01/04/2026
Le origini della Settimana Santa tarantina risalgono alla seconda metà del Cinquecento, quando Taranto è sotto il dominio della Corona sp****la.
Gli Aragonesi portano con sé i loro usi e costumi, compresi quelli pasquali, e nella nostra città si iniziano a celebrare i primi riti della Settimana Santa.
All'epoca non c'erano statue né processioni organizzate come le conosciamo oggi. I membri delle confraternite il Venerdì Santo mattina si recavano semplicemente in pellegrinaggio a visitare i sepolcri della Città Vecchia, ognuno con il proprio troccolante in testa che agitava quello strumento di legno dal suono caratteristico, il famoso "trac-trac".
Il problema è che di confraternite ce n'erano tante e il rumore di tutte quelle troccole insieme era tale che gli abitanti della Città Vecchia se ne lamentavano moltissimo, al punto che nel 1708 il vicario capitolare fu costretto a proibire l'uso delle troccole durante la processione del venerdì mattina.
Nel 1670 nasce la Confraternita di San Domenico in Soriano, a cui in seguito viene introdotto il culto di Maria Santissima Addolorata, e nel 1675 si costituisce la Confraternita di Maria Santissima del Carmine. Sono le due confraternite che ancora oggi, a distanza di oltre tre secoli, organizzano i riti.
La svolta arriva nel 1703 quando il patrizio tarantino don Diego Calò, marito della nobile Ippolita Imberverato, commissiona a Napoli le statue del Cristo Morto e della Madonna Addolorata.

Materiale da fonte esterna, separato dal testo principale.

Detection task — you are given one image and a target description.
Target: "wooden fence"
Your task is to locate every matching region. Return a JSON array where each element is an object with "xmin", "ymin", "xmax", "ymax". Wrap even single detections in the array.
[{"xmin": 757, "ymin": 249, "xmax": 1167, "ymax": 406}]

Una volta arrivate a Taranto vengono collocate in una ca****la gentilizia e da quel momento don Diego comincia a radunare le confraternite della città per la processione del Venerdì Santo. All'epoca sfilavano solo quelle due statue, il Gesù Morto e l'Addolorata. Gli altri simulacri che oggi compongono il corteo si sarebbero aggiunti nei decenni successivi.
Poi nel 1765 succede qualcosa che cambia tutto. Francesco Antonio Calò, discendente di don Diego e divenuto anche sindaco di Taranto, decide di donare le statue alla Chiesa del Carmine affidandole il compito di portare avanti la tradizione per sempre. Non fu una scelta casuale.
La prima processione organizzata dalla Confraternita del Carmine si svolse il 4 aprile 1765 e da quel giorno non si è mai fermata.
Sono passati più di tre secoli da quando don Diego Calò fece arrivare quelle statue da Napoli. Da allora Taranto ha attraversato guerre, crisi, trasformazioni che hanno stravolto tutto.
Ma ogni anno, puntualmente, i confratelli si vestono, si incappucciano, si tolgono le scarpe e camminano per le strade della città con lo stesso passo lento dei loro padri e dei padri dei loro padri.
E Taranto si ferma ad ammirarli, come fa da sempre.